The State Bank of Vietnam (SBV) adjusted the central exchange rate slightly, dropping it by 9 dong from VND 25,249 to VND 25,240, Monday.
The Google Finance mid-market rate also dipped 25 dong over the same period, falling from VND 26,220.02 to VND 26,195.
Black market premium continues to widen
Despite the modest official changes, black market rates held firm.
The mid-market rate remained at VND 26,445, pushing the spread with the Google rate from 225 dong to 250 dong.
This widened the black market premium to 0.95 percent, up from 0.86 percent, suggesting persistent informal demand for US dollars.
Short-term interbank rates jump
Interbank interest rates rose sharply, especially at shorter tenors.
Overnight rates climbed from 3.35 percent to 5.36 percent, while 1-week and 2-week rates rose by over 1 percentage point each.
The 3-month rate increased from 5.02 percent to 5.46 percent, reflecting tightening dong liquidity.
SBV ramps up reverse repo operations
To ease pressures, the SBV expanded reverse repo injections.

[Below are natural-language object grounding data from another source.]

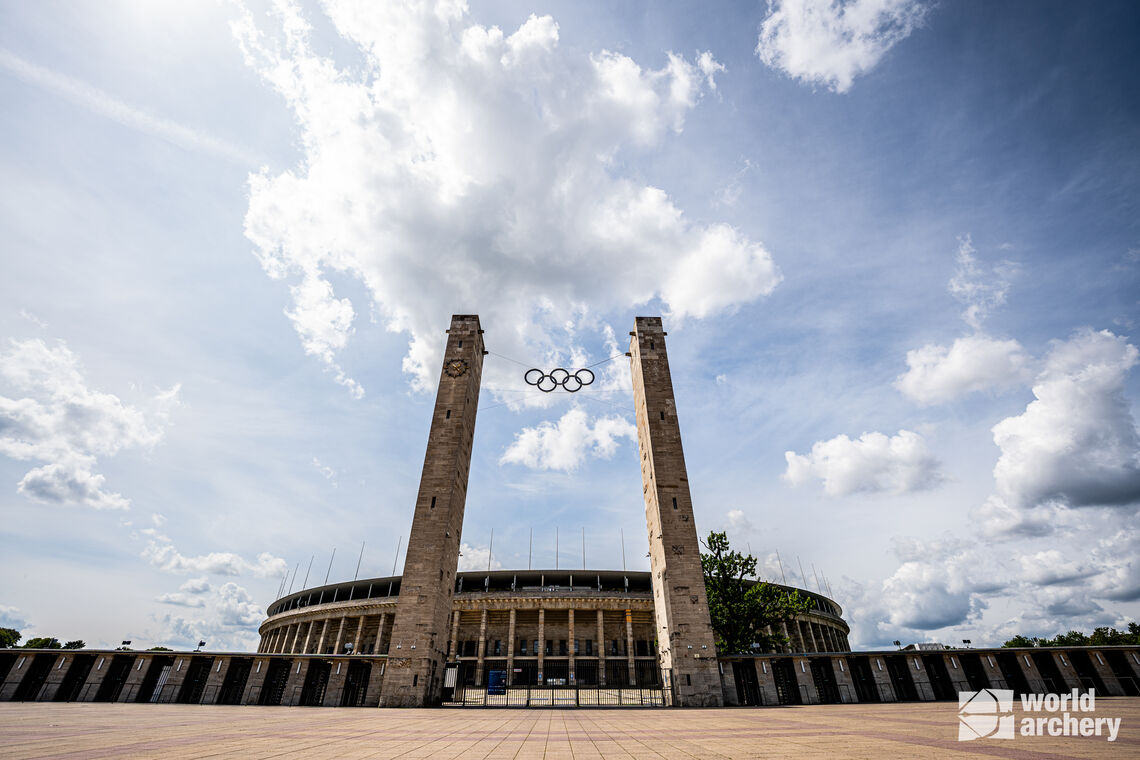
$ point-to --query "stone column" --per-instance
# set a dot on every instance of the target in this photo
(324, 637)
(510, 650)
(481, 651)
(296, 635)
(428, 583)
(681, 605)
(308, 637)
(570, 647)
(629, 647)
(380, 632)
(542, 645)
(452, 654)
(601, 648)
(356, 639)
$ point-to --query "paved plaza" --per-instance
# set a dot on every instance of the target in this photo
(856, 730)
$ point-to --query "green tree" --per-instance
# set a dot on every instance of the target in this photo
(741, 609)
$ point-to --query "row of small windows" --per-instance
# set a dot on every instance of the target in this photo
(581, 647)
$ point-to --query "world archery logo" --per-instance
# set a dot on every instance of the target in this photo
(987, 713)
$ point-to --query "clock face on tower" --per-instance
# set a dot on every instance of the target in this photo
(455, 367)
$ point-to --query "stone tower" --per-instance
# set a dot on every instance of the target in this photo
(686, 644)
(418, 643)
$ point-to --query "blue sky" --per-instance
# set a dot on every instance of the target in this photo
(895, 245)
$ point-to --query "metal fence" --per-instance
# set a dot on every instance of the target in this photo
(458, 694)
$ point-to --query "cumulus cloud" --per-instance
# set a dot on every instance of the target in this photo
(67, 425)
(978, 291)
(475, 557)
(181, 599)
(971, 364)
(1076, 443)
(830, 42)
(564, 444)
(168, 558)
(11, 618)
(870, 464)
(470, 169)
(1050, 566)
(227, 619)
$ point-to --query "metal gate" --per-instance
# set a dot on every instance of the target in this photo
(497, 689)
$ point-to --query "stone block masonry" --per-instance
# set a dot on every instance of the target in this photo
(420, 631)
(686, 644)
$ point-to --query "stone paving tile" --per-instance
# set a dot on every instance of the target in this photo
(914, 730)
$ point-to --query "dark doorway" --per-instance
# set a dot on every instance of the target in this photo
(7, 660)
(234, 685)
(939, 677)
(585, 672)
(1123, 672)
(155, 678)
(1010, 665)
(75, 677)
(784, 677)
(117, 670)
(823, 675)
(38, 667)
(865, 688)
(196, 675)
(1085, 672)
(617, 672)
(748, 687)
(356, 684)
(1050, 673)
(316, 681)
(901, 678)
(974, 670)
(276, 677)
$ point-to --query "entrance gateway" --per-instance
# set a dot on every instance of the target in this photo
(417, 671)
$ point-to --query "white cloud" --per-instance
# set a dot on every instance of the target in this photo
(1050, 566)
(196, 586)
(830, 42)
(1076, 443)
(869, 464)
(168, 558)
(236, 607)
(564, 444)
(979, 292)
(463, 169)
(11, 618)
(971, 364)
(105, 105)
(739, 522)
(67, 425)
(475, 558)
(181, 599)
(228, 620)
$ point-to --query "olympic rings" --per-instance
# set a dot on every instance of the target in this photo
(547, 382)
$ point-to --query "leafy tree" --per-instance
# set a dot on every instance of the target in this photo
(1099, 637)
(741, 609)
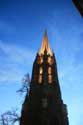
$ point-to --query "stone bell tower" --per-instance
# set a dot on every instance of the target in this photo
(44, 104)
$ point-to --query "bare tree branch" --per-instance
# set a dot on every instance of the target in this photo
(9, 118)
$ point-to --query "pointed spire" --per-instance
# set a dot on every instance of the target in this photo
(45, 45)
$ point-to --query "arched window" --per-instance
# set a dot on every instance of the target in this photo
(40, 70)
(49, 79)
(49, 70)
(40, 79)
(50, 60)
(40, 60)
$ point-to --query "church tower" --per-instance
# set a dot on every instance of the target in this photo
(44, 104)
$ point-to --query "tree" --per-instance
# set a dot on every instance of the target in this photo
(12, 116)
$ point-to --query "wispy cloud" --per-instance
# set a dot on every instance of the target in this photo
(14, 61)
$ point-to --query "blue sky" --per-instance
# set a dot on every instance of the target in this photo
(22, 25)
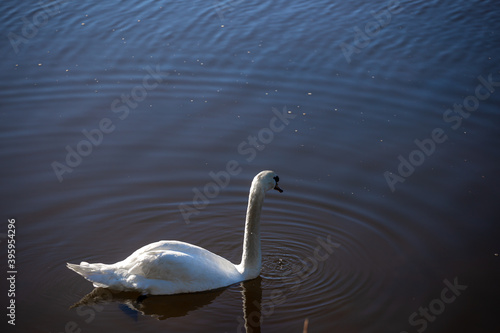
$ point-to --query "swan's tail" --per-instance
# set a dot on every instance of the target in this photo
(101, 275)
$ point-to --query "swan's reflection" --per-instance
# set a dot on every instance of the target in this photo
(169, 306)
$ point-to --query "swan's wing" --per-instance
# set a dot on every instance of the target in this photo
(173, 267)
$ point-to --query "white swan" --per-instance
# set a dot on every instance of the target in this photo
(173, 267)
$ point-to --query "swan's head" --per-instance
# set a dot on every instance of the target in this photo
(269, 180)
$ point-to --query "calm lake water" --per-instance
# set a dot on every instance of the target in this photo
(380, 117)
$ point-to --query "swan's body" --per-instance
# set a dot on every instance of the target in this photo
(173, 267)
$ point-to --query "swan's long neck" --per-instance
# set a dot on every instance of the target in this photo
(251, 259)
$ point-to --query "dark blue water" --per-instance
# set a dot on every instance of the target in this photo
(381, 118)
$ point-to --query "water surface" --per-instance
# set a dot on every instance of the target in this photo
(114, 114)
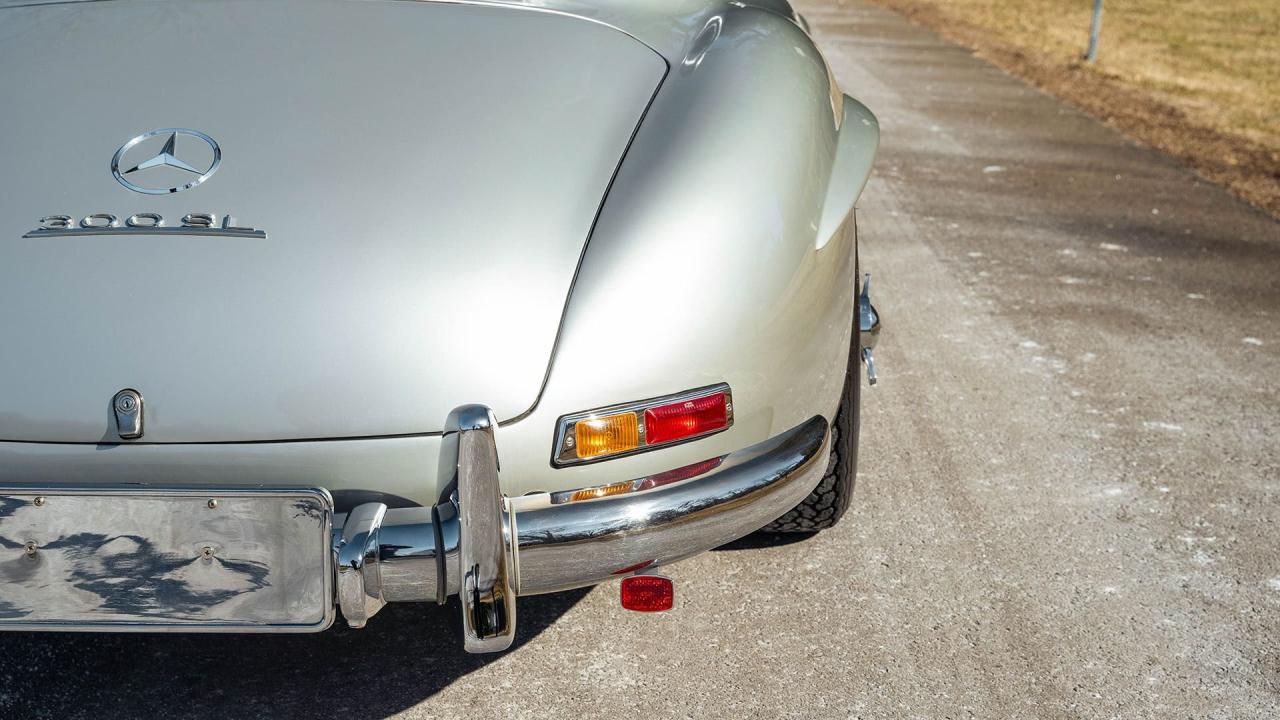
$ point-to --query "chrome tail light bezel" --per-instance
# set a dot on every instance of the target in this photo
(565, 449)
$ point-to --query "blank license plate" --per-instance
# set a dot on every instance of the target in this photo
(141, 557)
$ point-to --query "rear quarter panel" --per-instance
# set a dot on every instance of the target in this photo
(717, 255)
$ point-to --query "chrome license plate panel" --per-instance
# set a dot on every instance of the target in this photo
(174, 559)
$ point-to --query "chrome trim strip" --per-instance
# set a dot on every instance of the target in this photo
(127, 229)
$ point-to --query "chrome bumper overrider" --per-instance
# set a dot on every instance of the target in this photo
(475, 542)
(488, 548)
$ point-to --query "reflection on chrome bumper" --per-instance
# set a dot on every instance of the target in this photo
(278, 560)
(531, 545)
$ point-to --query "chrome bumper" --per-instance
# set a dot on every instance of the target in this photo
(488, 548)
(187, 559)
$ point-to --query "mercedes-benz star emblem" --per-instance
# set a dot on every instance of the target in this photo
(144, 165)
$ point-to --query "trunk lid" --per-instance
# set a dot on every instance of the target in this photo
(426, 176)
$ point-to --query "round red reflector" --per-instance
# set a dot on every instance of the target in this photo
(648, 593)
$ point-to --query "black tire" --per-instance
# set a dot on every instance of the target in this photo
(827, 504)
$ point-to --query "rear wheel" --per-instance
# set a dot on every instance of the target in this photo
(827, 504)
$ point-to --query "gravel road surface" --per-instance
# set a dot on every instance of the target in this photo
(1068, 502)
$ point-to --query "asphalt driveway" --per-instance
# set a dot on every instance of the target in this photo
(1068, 501)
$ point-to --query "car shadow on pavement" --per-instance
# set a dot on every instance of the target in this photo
(762, 541)
(403, 656)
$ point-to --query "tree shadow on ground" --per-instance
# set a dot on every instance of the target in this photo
(405, 655)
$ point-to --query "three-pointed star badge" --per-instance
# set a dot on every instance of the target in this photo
(164, 158)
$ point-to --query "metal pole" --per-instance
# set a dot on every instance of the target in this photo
(1095, 28)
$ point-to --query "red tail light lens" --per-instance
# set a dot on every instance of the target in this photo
(648, 593)
(689, 418)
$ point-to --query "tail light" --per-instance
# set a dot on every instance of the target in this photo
(636, 427)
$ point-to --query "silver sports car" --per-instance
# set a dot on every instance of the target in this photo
(310, 306)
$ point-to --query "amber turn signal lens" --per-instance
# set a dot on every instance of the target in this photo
(607, 436)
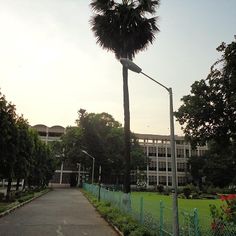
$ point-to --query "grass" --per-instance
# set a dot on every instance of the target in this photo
(152, 205)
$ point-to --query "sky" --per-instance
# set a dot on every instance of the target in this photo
(51, 66)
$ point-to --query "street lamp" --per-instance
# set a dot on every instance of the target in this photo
(79, 167)
(133, 67)
(93, 163)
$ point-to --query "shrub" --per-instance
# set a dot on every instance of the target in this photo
(187, 192)
(160, 188)
(1, 196)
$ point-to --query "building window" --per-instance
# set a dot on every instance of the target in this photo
(152, 151)
(169, 180)
(194, 153)
(181, 180)
(41, 133)
(181, 167)
(187, 153)
(180, 152)
(152, 165)
(161, 152)
(152, 179)
(162, 166)
(168, 152)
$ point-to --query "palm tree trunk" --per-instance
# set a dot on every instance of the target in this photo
(8, 189)
(126, 130)
(17, 184)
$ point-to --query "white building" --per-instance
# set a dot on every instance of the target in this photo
(158, 151)
(156, 148)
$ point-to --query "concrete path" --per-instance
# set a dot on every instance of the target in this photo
(61, 212)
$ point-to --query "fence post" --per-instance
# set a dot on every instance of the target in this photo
(161, 217)
(196, 222)
(141, 210)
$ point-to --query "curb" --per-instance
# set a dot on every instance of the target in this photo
(21, 204)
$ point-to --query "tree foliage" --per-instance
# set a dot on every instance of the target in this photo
(124, 28)
(22, 154)
(209, 112)
(208, 115)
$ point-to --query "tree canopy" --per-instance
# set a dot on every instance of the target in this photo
(208, 115)
(209, 112)
(22, 154)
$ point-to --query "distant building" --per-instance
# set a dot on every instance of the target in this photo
(67, 173)
(156, 148)
(48, 134)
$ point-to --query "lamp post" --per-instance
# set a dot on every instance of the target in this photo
(79, 167)
(93, 163)
(133, 67)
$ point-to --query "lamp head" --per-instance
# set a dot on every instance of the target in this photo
(130, 65)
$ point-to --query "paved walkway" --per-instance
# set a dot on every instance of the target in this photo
(61, 212)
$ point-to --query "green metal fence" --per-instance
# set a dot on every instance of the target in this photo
(161, 223)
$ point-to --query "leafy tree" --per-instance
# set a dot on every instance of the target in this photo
(24, 150)
(208, 114)
(8, 140)
(123, 28)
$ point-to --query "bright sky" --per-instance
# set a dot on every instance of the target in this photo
(51, 66)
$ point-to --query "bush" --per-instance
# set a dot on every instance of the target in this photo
(160, 188)
(187, 192)
(1, 196)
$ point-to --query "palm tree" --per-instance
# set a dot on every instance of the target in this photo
(123, 28)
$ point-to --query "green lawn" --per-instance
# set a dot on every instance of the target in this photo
(152, 205)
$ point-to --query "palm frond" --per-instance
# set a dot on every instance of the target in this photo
(148, 6)
(102, 5)
(124, 29)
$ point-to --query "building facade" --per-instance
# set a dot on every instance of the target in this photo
(67, 173)
(157, 149)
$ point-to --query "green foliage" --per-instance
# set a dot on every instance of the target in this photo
(22, 154)
(208, 114)
(122, 27)
(160, 188)
(125, 223)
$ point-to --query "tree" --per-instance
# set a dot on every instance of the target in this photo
(24, 150)
(8, 140)
(124, 29)
(208, 115)
(209, 112)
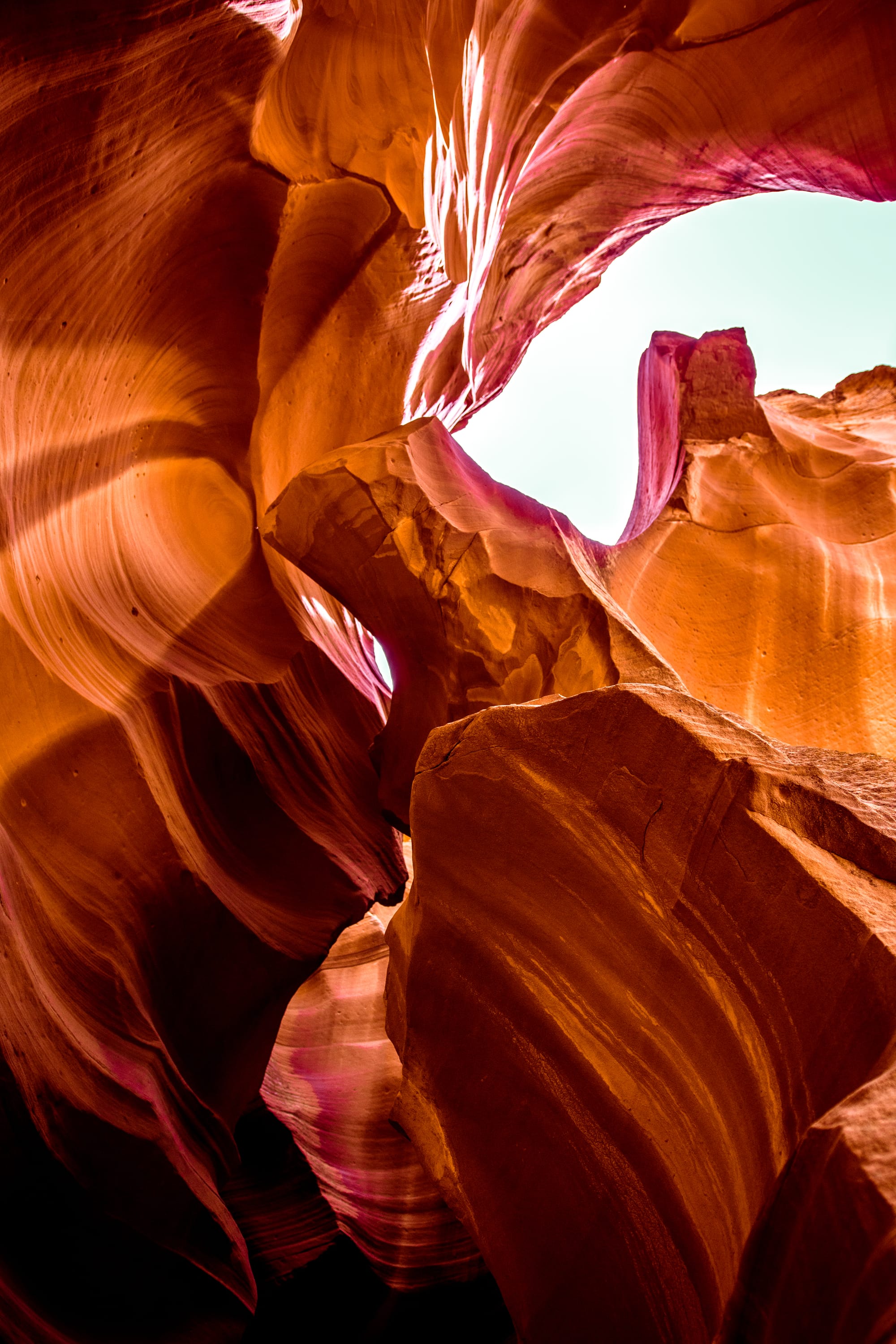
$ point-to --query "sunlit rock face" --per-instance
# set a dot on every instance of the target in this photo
(767, 576)
(669, 947)
(257, 261)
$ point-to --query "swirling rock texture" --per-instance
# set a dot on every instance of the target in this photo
(257, 261)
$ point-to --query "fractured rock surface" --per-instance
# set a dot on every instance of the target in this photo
(667, 949)
(257, 261)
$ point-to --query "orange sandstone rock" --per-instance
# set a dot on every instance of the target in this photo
(478, 594)
(766, 578)
(667, 951)
(332, 1078)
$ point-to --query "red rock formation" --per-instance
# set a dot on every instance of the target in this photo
(669, 949)
(225, 260)
(334, 1078)
(766, 580)
(478, 594)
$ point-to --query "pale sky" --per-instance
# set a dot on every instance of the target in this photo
(812, 279)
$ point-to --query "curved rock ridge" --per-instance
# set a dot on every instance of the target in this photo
(478, 594)
(539, 142)
(189, 808)
(668, 948)
(332, 1078)
(222, 260)
(766, 581)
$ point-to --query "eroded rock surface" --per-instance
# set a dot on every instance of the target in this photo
(767, 578)
(669, 951)
(234, 240)
(478, 594)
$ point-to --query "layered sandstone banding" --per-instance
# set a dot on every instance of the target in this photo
(332, 1078)
(669, 948)
(254, 257)
(766, 580)
(478, 594)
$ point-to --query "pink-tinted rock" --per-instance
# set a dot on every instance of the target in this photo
(334, 1078)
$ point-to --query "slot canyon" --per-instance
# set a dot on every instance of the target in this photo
(546, 995)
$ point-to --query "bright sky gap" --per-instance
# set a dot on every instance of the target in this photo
(812, 279)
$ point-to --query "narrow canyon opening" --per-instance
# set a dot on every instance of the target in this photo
(810, 277)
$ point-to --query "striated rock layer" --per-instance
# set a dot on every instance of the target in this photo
(256, 264)
(667, 949)
(766, 577)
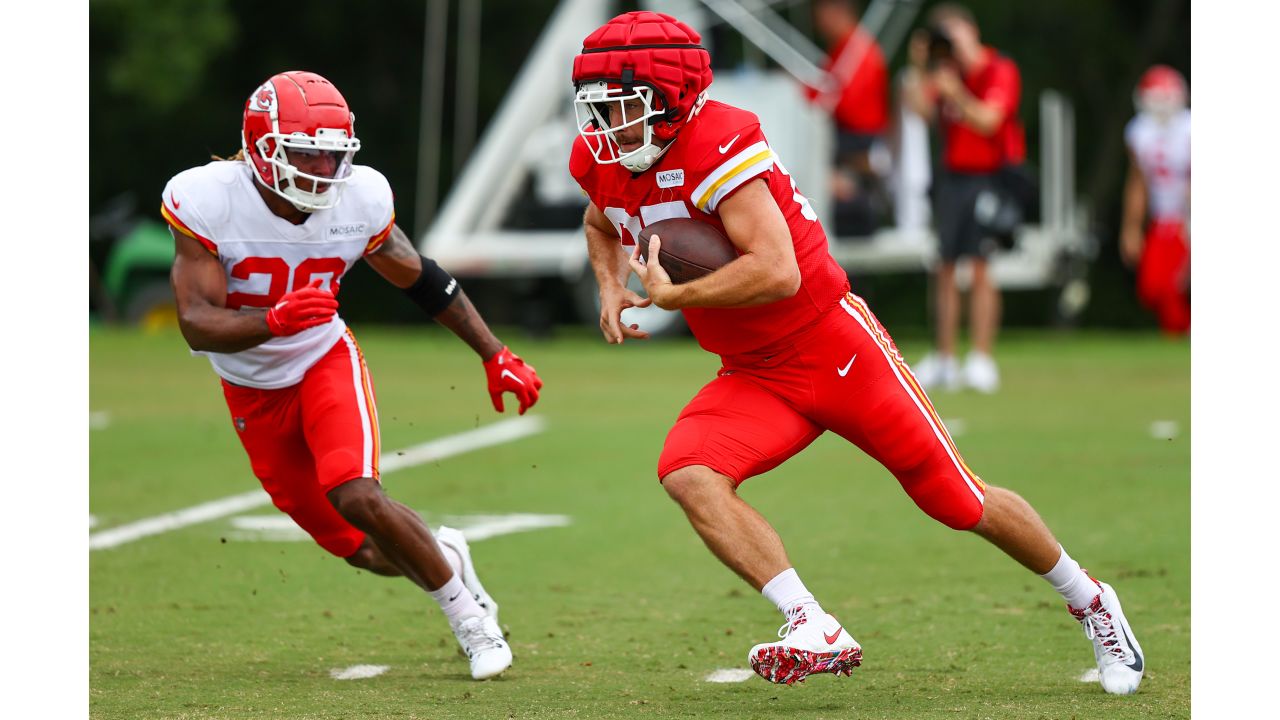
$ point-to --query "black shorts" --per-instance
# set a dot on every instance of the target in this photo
(954, 199)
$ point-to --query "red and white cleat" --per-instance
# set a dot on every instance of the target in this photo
(812, 642)
(1120, 660)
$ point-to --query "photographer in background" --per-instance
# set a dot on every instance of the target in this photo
(859, 105)
(1159, 188)
(972, 92)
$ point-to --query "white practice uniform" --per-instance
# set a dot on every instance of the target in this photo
(266, 256)
(1164, 154)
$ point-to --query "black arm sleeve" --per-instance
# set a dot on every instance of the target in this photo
(434, 290)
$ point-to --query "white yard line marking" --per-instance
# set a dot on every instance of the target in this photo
(475, 528)
(1164, 429)
(497, 433)
(359, 671)
(730, 675)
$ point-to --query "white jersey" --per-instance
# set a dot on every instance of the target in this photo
(265, 255)
(1164, 153)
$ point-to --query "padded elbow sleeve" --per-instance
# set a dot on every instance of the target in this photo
(434, 290)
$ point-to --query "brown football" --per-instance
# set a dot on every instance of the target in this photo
(689, 249)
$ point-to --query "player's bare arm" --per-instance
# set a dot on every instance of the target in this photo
(764, 273)
(611, 274)
(1134, 212)
(400, 263)
(200, 290)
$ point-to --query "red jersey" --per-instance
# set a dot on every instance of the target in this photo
(996, 81)
(714, 154)
(863, 104)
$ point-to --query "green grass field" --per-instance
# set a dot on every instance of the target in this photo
(624, 613)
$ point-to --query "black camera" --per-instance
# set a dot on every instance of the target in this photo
(940, 48)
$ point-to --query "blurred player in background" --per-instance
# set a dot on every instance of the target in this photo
(973, 92)
(859, 106)
(1160, 188)
(800, 354)
(263, 244)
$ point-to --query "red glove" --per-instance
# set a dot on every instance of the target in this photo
(508, 373)
(301, 309)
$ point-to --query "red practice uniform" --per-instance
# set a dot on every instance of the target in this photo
(794, 368)
(863, 105)
(1164, 153)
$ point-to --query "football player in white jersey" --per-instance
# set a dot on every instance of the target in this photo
(263, 242)
(1159, 188)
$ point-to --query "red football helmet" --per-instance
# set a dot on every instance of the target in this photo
(1161, 91)
(647, 57)
(295, 115)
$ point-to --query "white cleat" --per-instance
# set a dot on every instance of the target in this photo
(1120, 660)
(812, 642)
(487, 648)
(937, 372)
(458, 543)
(981, 373)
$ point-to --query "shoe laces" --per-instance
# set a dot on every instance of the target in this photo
(796, 616)
(476, 636)
(1100, 627)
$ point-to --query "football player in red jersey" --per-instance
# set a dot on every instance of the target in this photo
(296, 383)
(1159, 188)
(800, 354)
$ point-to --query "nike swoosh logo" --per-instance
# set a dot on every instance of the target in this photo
(1137, 656)
(844, 370)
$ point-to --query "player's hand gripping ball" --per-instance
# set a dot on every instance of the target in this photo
(301, 309)
(689, 249)
(508, 373)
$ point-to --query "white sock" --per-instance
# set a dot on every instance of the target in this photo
(456, 601)
(452, 557)
(1074, 584)
(786, 592)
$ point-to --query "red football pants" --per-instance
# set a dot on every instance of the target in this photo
(305, 440)
(842, 374)
(1164, 276)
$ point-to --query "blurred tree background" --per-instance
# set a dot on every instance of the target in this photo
(168, 80)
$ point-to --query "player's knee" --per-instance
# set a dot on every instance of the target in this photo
(686, 486)
(944, 495)
(361, 502)
(369, 557)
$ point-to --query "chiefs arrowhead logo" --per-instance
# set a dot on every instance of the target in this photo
(264, 99)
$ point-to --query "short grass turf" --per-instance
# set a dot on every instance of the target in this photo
(624, 613)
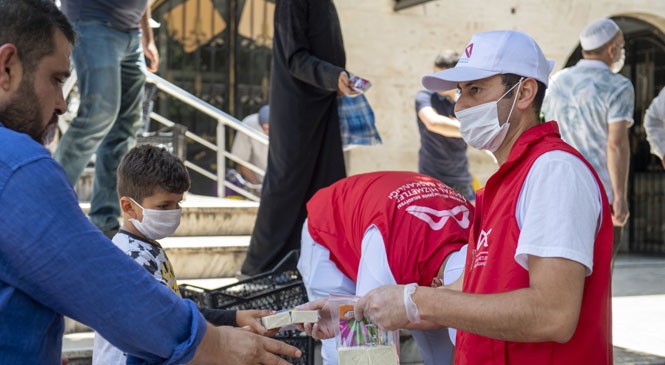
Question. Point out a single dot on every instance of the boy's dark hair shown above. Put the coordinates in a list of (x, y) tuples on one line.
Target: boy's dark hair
[(446, 59), (30, 25), (147, 168)]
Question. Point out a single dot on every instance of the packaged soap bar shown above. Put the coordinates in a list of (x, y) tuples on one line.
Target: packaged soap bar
[(361, 342), (289, 317)]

Seven-day operations jumped from US$306.19 million to US$464.94 million, while 28-day repos increased to US$338.77 million.
Meanwhile, 14-day repo activity dropped sharply, suggesting a shift toward shorter-term liquidity support.
Liquidity pressures mounting amid FX stress
The combination of rising short-term rates, sustained black market premiums, and increased central bank intervention indicates growing liquidity stress.
Market watchers will be monitoring closely for signs of further SBV action or foreign exchange stabilisation measures.